Does the statute of limitations for an Internet defamation claim begin to run again every time the defamatory statement is republished? This question was addressed in a recent case entitled, Solomon v Gannett Co., Inc., Superior Court of New Jersey, Appellate Division (Docket No. A-6160-11T4).
In that case, the plaintiff was the subject of a news article posted on the Internet which reported that a police raid of his home had resulted in the seizure of two loaded .357 caliber handguns and a “slew of drugs and gun charges”. The plaintiff stated that this was defamatory because the guns that were seized were unloaded and the raid did not result in a “slew” of charges.

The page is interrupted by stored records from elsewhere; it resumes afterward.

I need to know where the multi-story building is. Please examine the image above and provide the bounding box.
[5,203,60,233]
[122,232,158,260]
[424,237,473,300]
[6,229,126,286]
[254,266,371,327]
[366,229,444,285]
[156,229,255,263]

Unfortunately the plaintiff filed a lawsuit one year after the initial publication on the website. Since the statute of limitations in New Jersey for defamation is one year, the defendant filed the motion to dismiss the case as time-barred.
The plaintiff took the position that it was not time-barred because it had been republished each time the defendant changed ads on the site “to reach a new or broader audience.”
The Court disagreed and determined that the case was time-barred under the principle enunciated in Churchill v. State, 378 N.J. Super. 471, 478 (App. Div. 2005). That principle is known as the first publication rule. It states that “a plaintiff alleging defamation has a single cause of action, which arises at the first publication of an alleged libel, regardless of the number of copies of the publication distributed or sold.”